Agora, nos municípios de até 10 mil eleitores, os candidatos para prefeito só poderão desembolsar até R$ 108 mil e os candidatos a vereador R$ 10,8 mil. Na cidade de São Paulo, por exemplo, maior colégio eleitoral do país, os limites na disputa pela prefeitura são de R$ 45,4 milhões no primeiro turno e R$ 13,6 milhões no segundo. Já para os vereadores, o teto é de R$ 3,2 milhões. 

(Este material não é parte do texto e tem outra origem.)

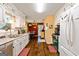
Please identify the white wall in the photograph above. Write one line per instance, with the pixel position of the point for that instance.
(10, 8)
(61, 10)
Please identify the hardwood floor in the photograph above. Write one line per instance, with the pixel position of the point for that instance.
(39, 49)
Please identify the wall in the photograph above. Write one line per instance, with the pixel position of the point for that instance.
(48, 32)
(65, 7)
(13, 11)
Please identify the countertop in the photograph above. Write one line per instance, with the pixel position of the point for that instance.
(6, 40)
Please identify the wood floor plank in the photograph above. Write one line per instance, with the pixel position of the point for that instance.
(40, 49)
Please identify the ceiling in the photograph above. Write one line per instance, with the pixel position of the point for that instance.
(30, 11)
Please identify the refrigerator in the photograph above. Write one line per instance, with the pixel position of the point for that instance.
(69, 32)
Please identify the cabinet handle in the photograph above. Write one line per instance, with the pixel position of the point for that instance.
(13, 46)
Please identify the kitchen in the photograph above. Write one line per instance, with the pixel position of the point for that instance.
(53, 31)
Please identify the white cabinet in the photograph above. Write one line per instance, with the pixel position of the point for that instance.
(20, 43)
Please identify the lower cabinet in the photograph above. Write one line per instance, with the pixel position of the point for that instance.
(14, 47)
(7, 49)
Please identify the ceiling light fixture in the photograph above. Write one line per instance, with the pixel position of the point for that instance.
(40, 7)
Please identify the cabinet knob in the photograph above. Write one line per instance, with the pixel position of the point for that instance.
(13, 46)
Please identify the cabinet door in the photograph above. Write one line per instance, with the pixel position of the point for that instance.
(16, 47)
(9, 48)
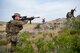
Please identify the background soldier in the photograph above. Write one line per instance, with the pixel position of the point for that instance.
(12, 29)
(43, 20)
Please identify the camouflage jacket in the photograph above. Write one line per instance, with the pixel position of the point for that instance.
(14, 26)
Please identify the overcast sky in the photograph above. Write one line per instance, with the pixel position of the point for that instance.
(48, 9)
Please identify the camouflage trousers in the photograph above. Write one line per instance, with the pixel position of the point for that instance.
(13, 39)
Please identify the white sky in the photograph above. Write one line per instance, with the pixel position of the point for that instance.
(48, 9)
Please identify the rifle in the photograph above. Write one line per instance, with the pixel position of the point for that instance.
(24, 18)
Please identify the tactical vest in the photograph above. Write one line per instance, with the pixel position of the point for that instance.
(14, 26)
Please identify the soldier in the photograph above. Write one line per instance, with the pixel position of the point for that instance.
(12, 29)
(43, 20)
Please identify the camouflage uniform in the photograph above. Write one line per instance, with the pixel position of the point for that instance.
(12, 29)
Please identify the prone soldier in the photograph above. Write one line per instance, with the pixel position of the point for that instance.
(12, 29)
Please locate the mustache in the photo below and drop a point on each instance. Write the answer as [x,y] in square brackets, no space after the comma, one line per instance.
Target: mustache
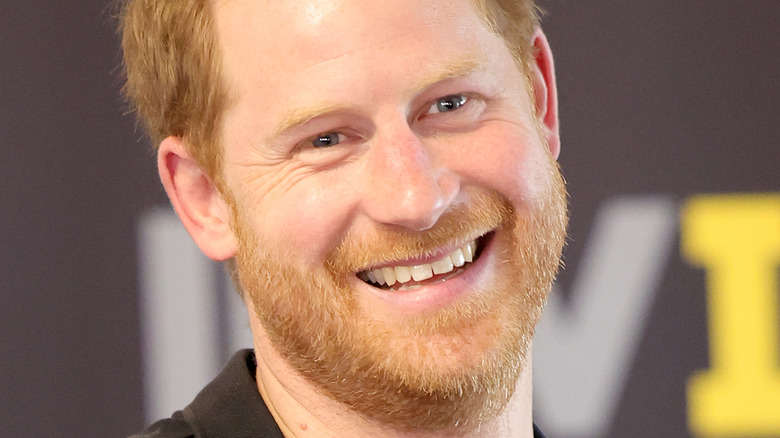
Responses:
[386,243]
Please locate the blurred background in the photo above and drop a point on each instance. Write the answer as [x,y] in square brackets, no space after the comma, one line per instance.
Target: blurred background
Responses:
[663,324]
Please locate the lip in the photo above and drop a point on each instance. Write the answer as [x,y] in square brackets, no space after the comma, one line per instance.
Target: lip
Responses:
[441,252]
[434,296]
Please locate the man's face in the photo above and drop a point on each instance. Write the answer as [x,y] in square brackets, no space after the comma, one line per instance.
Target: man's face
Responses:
[389,138]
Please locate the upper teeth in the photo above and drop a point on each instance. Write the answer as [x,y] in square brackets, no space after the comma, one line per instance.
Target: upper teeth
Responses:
[403,274]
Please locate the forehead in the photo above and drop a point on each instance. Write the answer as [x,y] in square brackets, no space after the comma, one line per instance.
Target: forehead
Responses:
[288,53]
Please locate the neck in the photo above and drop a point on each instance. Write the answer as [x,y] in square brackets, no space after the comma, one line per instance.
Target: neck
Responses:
[301,410]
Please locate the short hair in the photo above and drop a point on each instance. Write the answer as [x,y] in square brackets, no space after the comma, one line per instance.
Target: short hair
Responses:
[173,66]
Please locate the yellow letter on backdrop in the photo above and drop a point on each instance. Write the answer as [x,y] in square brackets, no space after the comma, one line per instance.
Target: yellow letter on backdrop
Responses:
[736,238]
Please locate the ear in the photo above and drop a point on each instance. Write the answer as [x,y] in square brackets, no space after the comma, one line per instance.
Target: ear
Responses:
[196,199]
[545,91]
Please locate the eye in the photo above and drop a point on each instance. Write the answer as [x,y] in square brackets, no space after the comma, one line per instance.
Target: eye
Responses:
[447,104]
[327,139]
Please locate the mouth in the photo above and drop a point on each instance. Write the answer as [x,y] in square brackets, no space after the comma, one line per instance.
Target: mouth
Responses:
[412,276]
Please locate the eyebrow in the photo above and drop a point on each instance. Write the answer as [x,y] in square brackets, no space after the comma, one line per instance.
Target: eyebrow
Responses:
[450,70]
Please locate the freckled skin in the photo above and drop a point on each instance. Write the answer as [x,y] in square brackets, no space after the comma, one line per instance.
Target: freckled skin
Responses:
[402,179]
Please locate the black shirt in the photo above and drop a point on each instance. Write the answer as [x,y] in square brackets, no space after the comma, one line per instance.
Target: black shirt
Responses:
[229,407]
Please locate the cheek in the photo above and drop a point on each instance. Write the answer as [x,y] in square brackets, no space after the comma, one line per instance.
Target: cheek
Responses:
[305,221]
[513,161]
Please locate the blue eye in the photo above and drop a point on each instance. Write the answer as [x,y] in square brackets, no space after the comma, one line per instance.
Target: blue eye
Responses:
[326,140]
[447,103]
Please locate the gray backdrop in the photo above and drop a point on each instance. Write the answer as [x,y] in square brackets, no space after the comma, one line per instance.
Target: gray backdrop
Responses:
[660,101]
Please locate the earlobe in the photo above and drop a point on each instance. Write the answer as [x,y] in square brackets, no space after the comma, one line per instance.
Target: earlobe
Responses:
[545,91]
[197,201]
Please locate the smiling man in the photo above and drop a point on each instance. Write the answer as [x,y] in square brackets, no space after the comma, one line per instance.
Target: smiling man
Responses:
[381,177]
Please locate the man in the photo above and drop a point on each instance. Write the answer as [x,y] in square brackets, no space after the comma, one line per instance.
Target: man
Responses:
[381,176]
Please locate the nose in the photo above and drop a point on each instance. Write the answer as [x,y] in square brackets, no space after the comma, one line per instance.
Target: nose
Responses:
[404,182]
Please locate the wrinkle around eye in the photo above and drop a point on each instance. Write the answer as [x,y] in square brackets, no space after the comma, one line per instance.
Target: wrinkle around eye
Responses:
[261,180]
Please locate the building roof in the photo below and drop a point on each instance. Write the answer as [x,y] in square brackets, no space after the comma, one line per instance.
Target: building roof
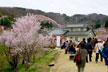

Marcelo Aith observa que o TSE atualizou os valores seguindo variação do Índice Nacional de Preços ao Consumidor (INPC). “E o candidato que ultrapassar os limites estabelecidos ficará sujeito, sem prejuízo de outras sanções, a multa no valor equivalente a 100% da quantia que ultrapassar o limite estabelecido”, alerta. Na visão do especialista as novas regras visam proporcionar a isonomia no certame eleitoral.

O advogado também acredita que o cenário eleitoral terá uma fiscalização maior e os candidatos precisarão reforçar seus cuidados. “Essa limitação será acompanhada de perto pelas autoridades eleitorais do país. Assim, os candidatos devem modificar e estruturar suas campanhas dentro das novas normas”, conclui.